The demo uses the newer Google Gen AI SDK, so I install the google-genai library.

%pip install google-genai
%pip install dotenv
%pip install pydantic
Enter fullscreen mode Exit fullscreen mode

Lessons Learned

I am going to describe the challenges faced in this demo and how I tackled them one by one.

1. Lazy Behavior of Gemini 3 Flash Preview Model

Problem:

Gemini prioritized its internal training data (or generic search) over the specific url_context tool unless explicitly constrained. It relied on Google Search or internal knowledge to find facts for each field instead of the given Premier League Player profile pages.

Solution:

I added a DYNAMIC SOURCE IDENTIFICATION section to the prompt to always execute the URL Context tool when a player's profile page is available. When a player's profile page is not available, the Grounding with Google Search tool is used to find the facts for each field in the JSON object. Finally, I emphasized the priority of the official URL, web citations, and internal training data.
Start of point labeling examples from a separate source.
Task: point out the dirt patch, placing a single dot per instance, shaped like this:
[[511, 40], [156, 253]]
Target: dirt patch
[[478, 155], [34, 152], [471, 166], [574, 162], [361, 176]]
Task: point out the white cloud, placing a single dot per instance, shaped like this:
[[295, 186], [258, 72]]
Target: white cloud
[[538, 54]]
### **1. DYNAMIC SOURCE IDENTIFICATION**
1.  **IF a Premier League URL is provided:**
    *   You **MUST** execute the `url_context` tool first. This is your **Primary Source**.
2.  **IF NO URL is provided (or if the player is non-Premier League):**
    *   The **Web Citations** (Google Search results) become your **Primary Source**. 
3.  **PRIORITY:** Official URL > Web Citations > Internal Training Data.
Enter fullscreen mode Exit fullscreen mode

2. Chunk ID Hallucination and Grounding Metadata is a low confidence source of truth

Problem:

I wanted to verify that AI did not hallucinate and gave incorrect value to the fields in the JSON object. Therefore, I declared a Pydantic model, PlayerField, to store the chunk id that gave the answer to the field.

class PlayerField(BaseModel):
    value: str | int | float
    chunk_id: int = Field(..., description="Index of the chunk in the grounding metadata that provide the value")
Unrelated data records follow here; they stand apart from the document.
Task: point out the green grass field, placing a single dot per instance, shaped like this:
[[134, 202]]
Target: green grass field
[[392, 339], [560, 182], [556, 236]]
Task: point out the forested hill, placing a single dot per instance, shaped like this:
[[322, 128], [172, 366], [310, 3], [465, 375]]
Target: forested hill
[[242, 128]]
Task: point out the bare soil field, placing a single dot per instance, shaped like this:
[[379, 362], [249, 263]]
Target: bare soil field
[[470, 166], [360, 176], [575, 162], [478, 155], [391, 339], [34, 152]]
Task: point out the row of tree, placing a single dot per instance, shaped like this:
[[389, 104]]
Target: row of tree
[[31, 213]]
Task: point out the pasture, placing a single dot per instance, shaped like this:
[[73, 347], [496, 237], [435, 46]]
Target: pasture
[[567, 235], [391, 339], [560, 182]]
class PlayerStats(BaseModel):
    name: str
    net_worth: PlayerField | None = Field(..., description="Net worth of the PL player.")
    is_professional_player: bool = Field(..., description="Must be True if found in PL records, False otherwise")
    verification_status: str = Field(..., description="Explanation of where the data was found or why it failed")
    height: PlayerField
    shirt_number: PlayerField
    preferred_foot: PlayerField
    goals: PlayerField
    goal_assists: PlayerField
    appearances: PlayerField
    minutes_played: PlayerField
Enter fullscreen mode Exit fullscreen mode

Moreover, I wrote functions to obtain the web and retrieved context URIs from the grounding metadata to verify the chunk id.
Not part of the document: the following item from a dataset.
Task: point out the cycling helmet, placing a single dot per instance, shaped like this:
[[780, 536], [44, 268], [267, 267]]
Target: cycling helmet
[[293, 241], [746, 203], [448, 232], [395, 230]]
def get_citations(response: types.GenerateContentResponse) -> tuple[int, list[dict]]:

    citations: list[dict] = []
    if response.candidates is not None and len(response.candidates) > 0:
        candidate = response.candidates[0]
        if candidate.grounding_metadata:
            grounding_chunks = candidate.grounding_metadata.grounding_chunks or []
            num_chunks = len(grounding_chunks)
            for i, chunk in enumerate(grounding_chunks):
                if chunk and chunk.web and chunk.web.uri:
                    citations.append({
                        "chunk_id": i,
                        "uri": chunk.web.uri,
                        "title": chunk.web.title
                    })
                elif chunk and chunk.retrieved_context and chunk.retrieved_context.uri:
                    citations.append({
                        "chunk_id": i,
                        "uri": chunk.retrieved_context.uri,
                        "title": chunk.retrieved_context.text
                    })

    return num_chunks, citations

def print_citations_by_response(response: types.GenerateContentResponse):
    num_chunks, citations = get_citations(response)

    print("num_chunks ->", num_chunks)
    for i, citation in enumerate(citations):
        print(f"Citation {i}: {citation}")
Enter fullscreen mode Exit fullscreen mode

The chunk_id in the PlayerField was larger than num_chunks, which implied that the model hallucinated and created chunk_id that did not exist in the grounding metadata.

Bad Chunk ID

Number of chunks: 5. Chunk ID range from 0 to 4.

{
  "value":  "Right",
  "chunk_id": 10    (Incorrect chunk id)
}
Enter fullscreen mode Exit fullscreen mode

Good Chunk ID

Number of chunks: 5. Chunk ID range from 0 to 4.

{
  "value":  "Right",
  "chunk_id": 2    (Correct chunk id)
}
Enter fullscreen mode Exit fullscreen mode

Solution:

I considered the grounding metadata was an unreliable source of truth, and did not use it to verify chunk id. I modified PlayerField model, removed the chunk_id field, add added source_quote, uri and source_type fields.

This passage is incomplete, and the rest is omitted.